I have a problem I’m trying to solve for where I want N players from one team, and up to X players from a second team, but I don’t particularly care which team fills those constraints. For example, if N=5 and X=2, I could have 5 from one team and up to 2 from a second, different, team. How would I write such a constraint?
example dataframe:
team | pos | name | ceil | salary | |
---|---|---|---|---|---|
0 | NYY | OF | Aaron Judge | 21.6631 | 6500 |
1 | HOU | OF | Yordan Alvarez | 21.6404 | 6100 |
2 | ATL | OF | Ronald Acuna Jr. | 21.5363 | 5400 |
3 | HOU | OF | Kyle Tucker | 20.0992 | 4700 |
4 | TOR | 1B | Vladimir Guerrero Jr. | 20.0722 | 6000 |
5 | LAD | SS | Trea Turner | 20.0256 | 5700 |
6 | LAD | OF | Mookie Betts | 19.5231 | 6300 |
7 | SEA | OF | Julio Rodriguez | 19.3694 | 5200 |
8 | MIN | OF | Byron Buxton | 19.3412 | 5600 |
9 | LAD | 1B | Freddie Freeman | 19.3393 | 5600 |
10 | TOR | OF | George Springer | 19.1429 | 5100 |
11 | NYM | OF | Starling Marte | 19.0791 | 5200 |
12 | ATL | 1B | Matt Olson | 19.009 | 4800 |
13 | ATL | 3B | Austin Riley | 18.9091 | 5200 |
14 | SF | OF | Austin Slater | 18.9052 | 3700 |
15 | NYM | 1B | Pete Alonso | 18.8921 | 5700 |
16 | TEX | OF | Adolis Garcia | 18.7115 | 4200 |
17 | TEX | SS | Corey Seager | 18.6957 | 5100 |
18 | TOR | OF | Teoscar Hernandez | 18.6834 | 5200 |
19 | CWS | 1B | Jose Abreu | 18.497 | 4600 |
20 | ATL | SS | Dansby Swanson | 18.4679 | 4900 |
21 | TEX | 2B/SS | Marcus Semien | 18.4389 | 4100 |
22 | NYY | 1B | Anthony Rizzo | 18.4383 | 5300 |
23 | NYY | 2B | Gleyber Torres | 18.39 | 4500 |
24 | CHC | C | Willson Contreras | 18.3452 | 5800 |
existing code snippet:
#problem definition
prob = LpProblem(name="DFS", sense=LpMaximize)
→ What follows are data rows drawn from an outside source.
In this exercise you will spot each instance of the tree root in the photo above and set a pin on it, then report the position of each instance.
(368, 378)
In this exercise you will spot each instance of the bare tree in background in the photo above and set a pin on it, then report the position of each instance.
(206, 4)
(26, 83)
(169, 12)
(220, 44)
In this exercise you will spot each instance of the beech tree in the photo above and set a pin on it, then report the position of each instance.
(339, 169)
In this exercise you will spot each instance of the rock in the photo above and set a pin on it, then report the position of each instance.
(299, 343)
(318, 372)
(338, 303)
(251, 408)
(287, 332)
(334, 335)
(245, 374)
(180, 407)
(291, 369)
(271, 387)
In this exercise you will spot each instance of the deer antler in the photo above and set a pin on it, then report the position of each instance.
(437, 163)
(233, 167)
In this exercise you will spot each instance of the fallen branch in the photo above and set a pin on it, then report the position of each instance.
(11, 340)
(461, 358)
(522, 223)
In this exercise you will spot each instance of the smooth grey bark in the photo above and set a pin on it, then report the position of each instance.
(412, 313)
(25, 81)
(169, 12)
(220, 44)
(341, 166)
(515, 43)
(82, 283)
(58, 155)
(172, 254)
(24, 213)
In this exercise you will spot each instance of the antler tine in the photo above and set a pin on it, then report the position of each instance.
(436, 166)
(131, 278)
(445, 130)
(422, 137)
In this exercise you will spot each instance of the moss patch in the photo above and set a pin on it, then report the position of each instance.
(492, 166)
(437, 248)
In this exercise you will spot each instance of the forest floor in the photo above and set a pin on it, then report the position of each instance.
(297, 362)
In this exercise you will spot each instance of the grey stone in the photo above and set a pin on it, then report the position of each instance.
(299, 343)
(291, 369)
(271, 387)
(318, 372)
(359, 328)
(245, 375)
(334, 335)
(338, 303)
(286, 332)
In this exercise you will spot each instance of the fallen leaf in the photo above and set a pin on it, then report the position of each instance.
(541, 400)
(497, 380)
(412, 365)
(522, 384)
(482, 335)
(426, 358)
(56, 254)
prob += lpSum(player_vars[i] * slate['ceil'].iloc[i] for i in player_ids), "FPTS"
#salary and total player constraints
prob += lpSum(player_vars[i] * slate['salary'].iloc[i] for i in player_ids) <= 50000, "Salary"
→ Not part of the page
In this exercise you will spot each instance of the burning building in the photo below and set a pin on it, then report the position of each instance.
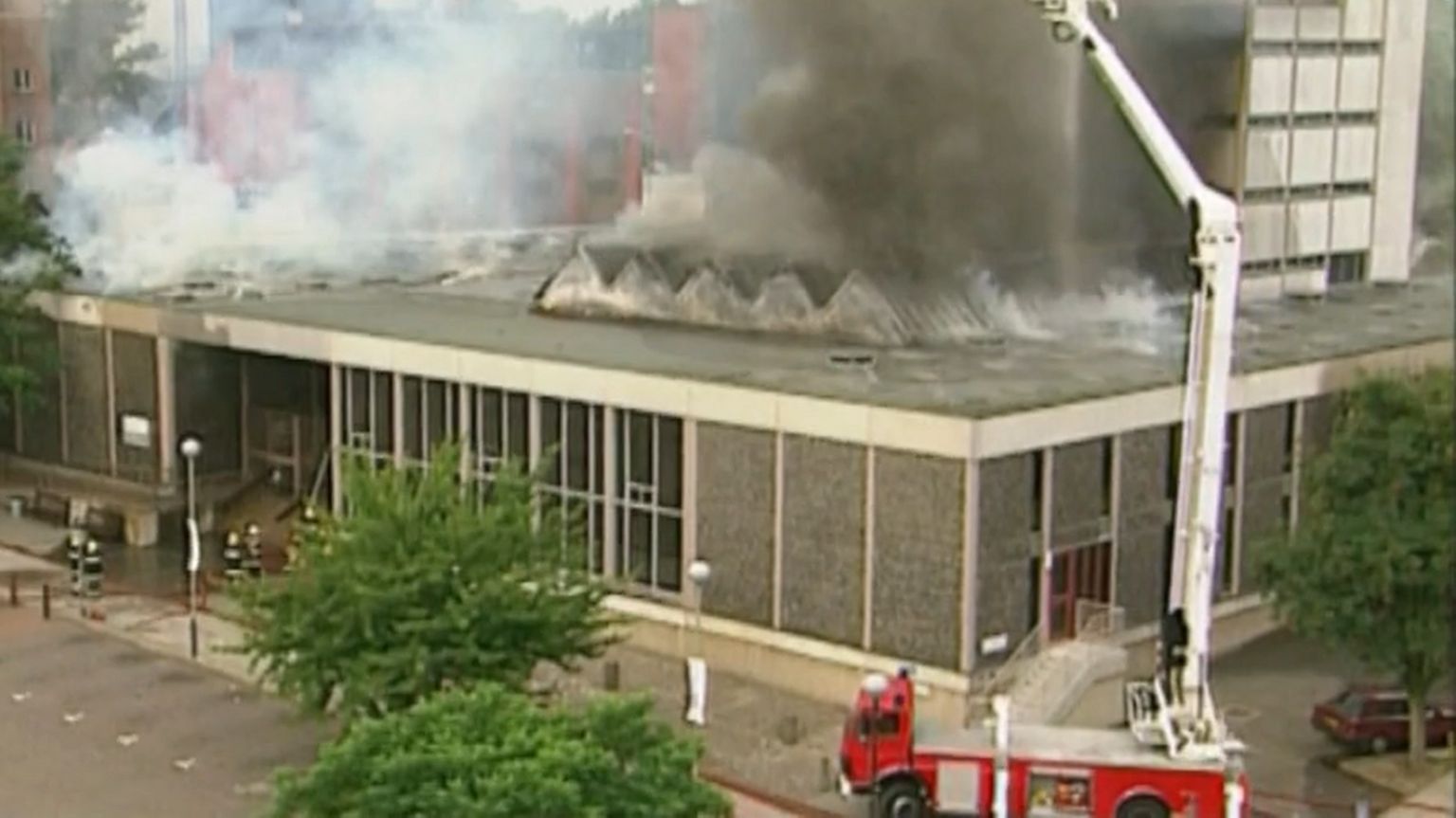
(868, 486)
prob += lpSum(player_vars[i] for i in player_ids) == 10, "Total Players"
#position constraints
prob += lpSum(player_vars[i] for i in player_ids if slate['pos'].iloc[i] == 'P') == 2, "Pitcher"
prob += lpSum([player_vars[i] for i in player_ids if slate['name'].iloc[i] in slate['name'][slate['pos'].str.contains('C')].to_list()]) == 1, "Catcher"
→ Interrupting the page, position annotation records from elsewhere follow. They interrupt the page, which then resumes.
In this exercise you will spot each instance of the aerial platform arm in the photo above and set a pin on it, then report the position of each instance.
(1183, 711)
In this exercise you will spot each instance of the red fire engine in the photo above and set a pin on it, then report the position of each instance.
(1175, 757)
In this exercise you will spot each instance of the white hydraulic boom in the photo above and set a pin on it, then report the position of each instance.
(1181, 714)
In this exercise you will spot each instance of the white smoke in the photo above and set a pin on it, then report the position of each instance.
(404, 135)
prob += lpSum([player_vars[i] for i in player_ids if slate['name'].iloc[i] in slate['name'][slate['pos'].str.contains('1B')].to_list()]) == 1, "1B"
prob += lpSum([player_vars[i] for i in player_ids if slate['name'].iloc[i] in slate['name'][slate['pos'].str.contains('2B')].to_list()]) == 1, "2B"
prob += lpSum([player_vars[i] for i in player_ids if slate['name'].iloc[i] in slate['name'][slate['pos'].str.contains('3B')].to_list()]) == 1, "3B"
prob += lpSum([player_vars[i] for i in player_ids if slate['name'].iloc[i] in slate['name'][slate['pos'].str.contains('SS')].to_list()]) == 1, "SS"
prob += lpSum([player_vars[i] for i in player_ids if slate['name'].iloc[i] in slate['name'][slate['pos'].str.contains('OF')].to_list()]) == 3, "OF"
#no opposing pitcher constraint
for pid in player_ids:
if slate['pos'].iloc[pid] == 'P':
prob += lpSum([player_vars[i] for i in player_ids if
slate['team'].iloc[i] == slate['opp'].iloc[pid]] + [9 * player_vars[pid]]) <= 9, "P{pid}".format(pid=pid)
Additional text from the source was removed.